Фолько д’Акорси внимательно слушал. Он обратился к Черре:
– Погодите. Это тот Серрана, которого мы оба видели… тот человек, выступление которого мы видели несколько лет назад?
Черра снова кивнул:
– По-видимому, он перестал участвовать в скачках после этого, – ответил он. – Карло Серрана все еще молод. Теперь он разводит и тренирует лошадей.
Антенами Сарди говорил ей об этом в Родиасе.
– Не знал, что он прекратил выступать, – сказал д’Акорси. – Я больше там не бывал.
– Я тоже.
Ления задумалась, почему этот человек прекратил участвовать в скачках, но ведь на самом деле ее интересовало не это? Ее интересовало совсем другое, не так ли?

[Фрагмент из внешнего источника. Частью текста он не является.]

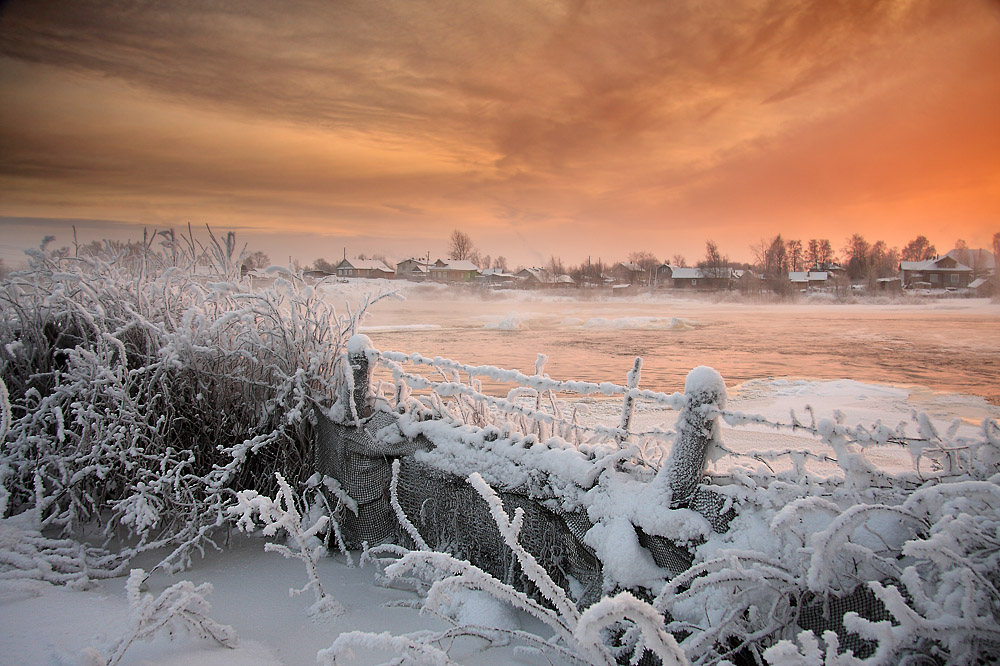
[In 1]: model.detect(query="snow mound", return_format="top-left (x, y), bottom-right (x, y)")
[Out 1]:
top-left (483, 312), bottom-right (528, 331)
top-left (563, 317), bottom-right (698, 331)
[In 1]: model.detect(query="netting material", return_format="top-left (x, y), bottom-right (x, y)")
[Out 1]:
top-left (316, 409), bottom-right (908, 658)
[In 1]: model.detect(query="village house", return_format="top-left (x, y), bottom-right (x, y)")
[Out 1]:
top-left (671, 266), bottom-right (709, 289)
top-left (396, 258), bottom-right (431, 282)
top-left (429, 259), bottom-right (479, 282)
top-left (653, 264), bottom-right (674, 288)
top-left (611, 261), bottom-right (649, 285)
top-left (899, 255), bottom-right (972, 289)
top-left (788, 271), bottom-right (830, 289)
top-left (969, 275), bottom-right (997, 298)
top-left (337, 254), bottom-right (396, 279)
top-left (478, 268), bottom-right (518, 287)
top-left (671, 267), bottom-right (733, 289)
top-left (945, 247), bottom-right (996, 280)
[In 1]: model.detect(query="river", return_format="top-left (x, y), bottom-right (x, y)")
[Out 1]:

На нее вдруг навалилась настоящая усталость. Было поздно, день выдался трудный, во всех смыслах.
– Спасибо, синьор Черра. Я не сомневаюсь, что вы желали мне только добра. Я вам благодарна. Идите к дочери. Было очень любезно с вашей стороны зайти сюда по дороге.
– Я прощен?
Ей удалось улыбнуться:
– Да.
– За обе провинности?
– Это так много для вас значит?
– Да, – ответил он.
– Тогда да, за обе.
Он поклонился и вышел. Человек, который пережил ужасные потери две недели назад. Который тем не менее пришел сюда рассказать ей о том, что, как он считал, она могла захотеть узнать. Доброта. В мире существует доброта, напомнила она себе.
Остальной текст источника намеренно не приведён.